FunColumnSelect(3) select Funtools columns

DESCRIPTION

The FunColumnSelect() routine is used to select the columns from a Funtools binary table extension or raw event file for processing. This routine allows you to specify how columns in a file are to be read into a user record structure or written from a user record structure to an output FITS file.

The first argument is the Fun handle associated with this set of columns. The second argument specifies the size of the user record structure into which columns will be read. Typically, the sizeof() macro is used to specify the size of a record structure. The third argument allows you to specify keyword directives for the selection and is described in more detail below.

Following the first three required arguments is a variable length list of column specifications. Each column specification will consist of four arguments:

  • name: the name of the column
  • type: the data type of the column as it will be stored in the user record struct (not the data type of the input file). The following basic data types are recognized:
  • A: ASCII characters
  • B: unsigned 8\-bit char
  • I: signed 16\-bit int
  • U: unsigned 16\-bit int (not standard FITS)
  • J: signed 32\-bit int
  • V: unsigned 32\-bit int (not standard FITS)
  • E: 32\-bit float
  • D: 64\-bit float
  • The syntax used is similar to that which defines the TFORM parameter in FITS binary tables. That is, a numeric repeat value can precede the type character, so that ``10I'' means a vector of 10 short ints, ``E'' means a single precision float, etc. Note that the column value from the input file will be converted to the specified data type as the data is read by FunTableRowGet().

    [ A short digression regarding bit\-fields: Special attention is required when reading or writing the FITS bit-field type (``X''). Bit-fields almost always have a numeric repeat character preceding the 'X' specification. Usually this value is a multiple of 8 so that bit-fields fit into an integral number of bytes. For all cases, the byte size of the bit-field B is (N+7)/8, where N is the numeric repeat character.

    A bit-field is most easily declared in the user struct as an array of type char of size B as defined above. In this case, bytes are simply moved from the file to the user space. If, instead, a short or int scalar or array is used, then the algorithm for reading the bit-field into the user space depends on the size of the data type used along with the value of the repeat character. That is, if the user data size is equal to the byte size of the bit\-field, then the data is simply moved (possibly with endian-based byte\-swapping) from one to the other. If, on the other hand, the data storage is larger than the bit-field size, then a data type cast conversion is performed to move parts of the bit-field into elements of the array. Examples will help make this clear:

  • If the file contains a 16X bit-field and user space specifies a 2B char array[2], then the bit-field is moved directly into the char array.
  • If the file contains a 16X bit-field and user space specifies a 1I scalar short int, then the bit-field is moved directly into the short int.
  • If the file contains a 16X bit-field and user space specifies a 1J scalar int, then the bit-field is type-cast to unsigned int before being moved (use of unsigned avoids possible sign extension).
  • If the file contains a 16X bit-field and user space specifies a 2J int array[2], then the bit-field is handled as 2 chars, each of which are type-cast to unsigned int before being moved (use of unsigned avoids possible sign extension).
  • If the file contains a 16X bit-field and user space specifies a 1B char, then the bit-field is treated as a char, i.e., truncation will occur.
  • If the file contains a 16X bit-field and user space specifies a 4J int array[4], then the results are undetermined.
  • For all user data types larger than char, the bit-field is byte-swapped as necessary to convert to native format, so that bits in the resulting data in user space can be tested, masked, etc. in the same way regardless of platform.]

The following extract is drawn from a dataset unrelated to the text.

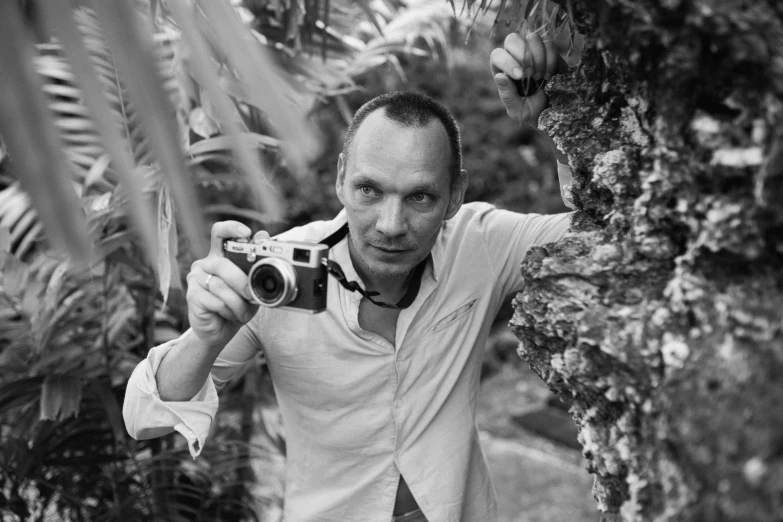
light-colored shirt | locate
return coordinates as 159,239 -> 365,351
123,203 -> 570,522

    In addition to setting data type and size, the type specification allows a few ancillary parameters to be set, using the full syntax for type:

     [@][n]<type>[[['B']poff]][:[tlmin[:tlmax[:binsiz]]]]
    

    The special character ``@'' can be prepended to this specification to indicated that the data element is a pointer in the user record, rather than an array stored within the record.

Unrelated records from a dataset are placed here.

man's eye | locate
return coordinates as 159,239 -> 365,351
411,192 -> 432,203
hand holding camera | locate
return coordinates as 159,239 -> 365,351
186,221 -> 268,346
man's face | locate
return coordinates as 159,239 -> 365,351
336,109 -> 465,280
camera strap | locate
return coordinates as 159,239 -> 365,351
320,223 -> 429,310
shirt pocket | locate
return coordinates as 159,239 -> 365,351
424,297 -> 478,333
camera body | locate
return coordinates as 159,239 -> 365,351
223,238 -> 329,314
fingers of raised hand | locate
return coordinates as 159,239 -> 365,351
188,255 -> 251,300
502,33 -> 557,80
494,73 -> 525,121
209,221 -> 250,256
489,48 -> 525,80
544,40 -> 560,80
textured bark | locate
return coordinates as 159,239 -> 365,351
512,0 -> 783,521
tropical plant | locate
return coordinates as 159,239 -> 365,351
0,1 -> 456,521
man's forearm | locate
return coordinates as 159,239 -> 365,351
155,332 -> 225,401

    The [n] value is an integer that specifies the number of elements that are in this column (default is 1). TLMIN, TLMAX, and BINSIZ values also can be specified for this column after the type, separated by colons. If only one such number is specified, it is assumed to be TLMAX, and TLMIN and BINSIZ are set to 1.

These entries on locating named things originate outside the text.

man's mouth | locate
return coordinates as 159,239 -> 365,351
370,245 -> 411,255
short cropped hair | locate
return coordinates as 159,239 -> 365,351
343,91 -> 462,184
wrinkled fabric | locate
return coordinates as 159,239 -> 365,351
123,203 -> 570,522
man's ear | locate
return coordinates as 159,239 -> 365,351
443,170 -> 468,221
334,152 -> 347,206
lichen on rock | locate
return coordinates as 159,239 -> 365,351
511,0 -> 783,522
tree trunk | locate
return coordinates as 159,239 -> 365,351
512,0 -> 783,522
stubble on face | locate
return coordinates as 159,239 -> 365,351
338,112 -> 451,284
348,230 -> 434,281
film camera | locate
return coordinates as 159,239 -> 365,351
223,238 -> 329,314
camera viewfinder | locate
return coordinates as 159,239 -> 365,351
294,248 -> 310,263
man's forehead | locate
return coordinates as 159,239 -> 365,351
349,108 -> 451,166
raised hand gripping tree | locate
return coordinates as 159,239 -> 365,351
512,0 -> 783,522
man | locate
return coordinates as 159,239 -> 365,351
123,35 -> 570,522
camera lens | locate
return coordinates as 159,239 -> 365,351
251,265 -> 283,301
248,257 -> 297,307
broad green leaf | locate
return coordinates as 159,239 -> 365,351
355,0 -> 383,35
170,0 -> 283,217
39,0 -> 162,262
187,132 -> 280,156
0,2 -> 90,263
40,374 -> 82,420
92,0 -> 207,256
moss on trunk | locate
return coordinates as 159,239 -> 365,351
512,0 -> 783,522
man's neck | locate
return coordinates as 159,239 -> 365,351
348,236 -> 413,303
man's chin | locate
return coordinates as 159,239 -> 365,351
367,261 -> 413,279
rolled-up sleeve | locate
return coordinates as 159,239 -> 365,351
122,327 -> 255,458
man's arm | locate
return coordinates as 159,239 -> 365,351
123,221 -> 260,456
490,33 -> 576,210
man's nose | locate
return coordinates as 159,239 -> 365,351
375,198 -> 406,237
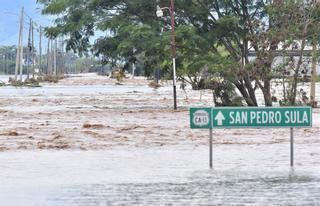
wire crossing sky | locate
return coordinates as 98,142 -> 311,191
0,0 -> 51,45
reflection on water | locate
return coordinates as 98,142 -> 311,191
0,145 -> 320,206
48,172 -> 320,206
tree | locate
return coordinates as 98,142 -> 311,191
38,0 -> 320,106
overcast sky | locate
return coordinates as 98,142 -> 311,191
0,0 -> 50,46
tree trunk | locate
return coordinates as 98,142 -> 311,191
234,82 -> 257,107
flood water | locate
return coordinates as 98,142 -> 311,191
0,142 -> 320,206
0,74 -> 320,206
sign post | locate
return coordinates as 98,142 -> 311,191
209,128 -> 212,169
290,128 -> 294,167
190,107 -> 312,168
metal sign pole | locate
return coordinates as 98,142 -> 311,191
290,128 -> 294,167
209,129 -> 212,169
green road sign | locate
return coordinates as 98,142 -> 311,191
190,107 -> 312,129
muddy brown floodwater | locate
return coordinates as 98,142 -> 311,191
0,74 -> 320,206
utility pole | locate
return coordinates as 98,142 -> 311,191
26,19 -> 32,79
14,7 -> 24,81
132,48 -> 136,79
47,39 -> 52,75
31,21 -> 35,78
53,39 -> 57,76
39,26 -> 43,73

    The [poff] value can be used to specify the offset into an array. By default, this offset value is set to zero and the data specified starts at the beginning of the array. The offset usually is specified in terms of the data type of the column. Thus an offset specification of [5] means a 20\-byte offset if the data type is a 32\-bit integer, and a 40\-byte offset for a double. If you want to specify a byte offset instead of an offset tied to the column data type, precede the offset value with 'B', e.g. [B6] means a 6\-bye offset, regardless of the column data type.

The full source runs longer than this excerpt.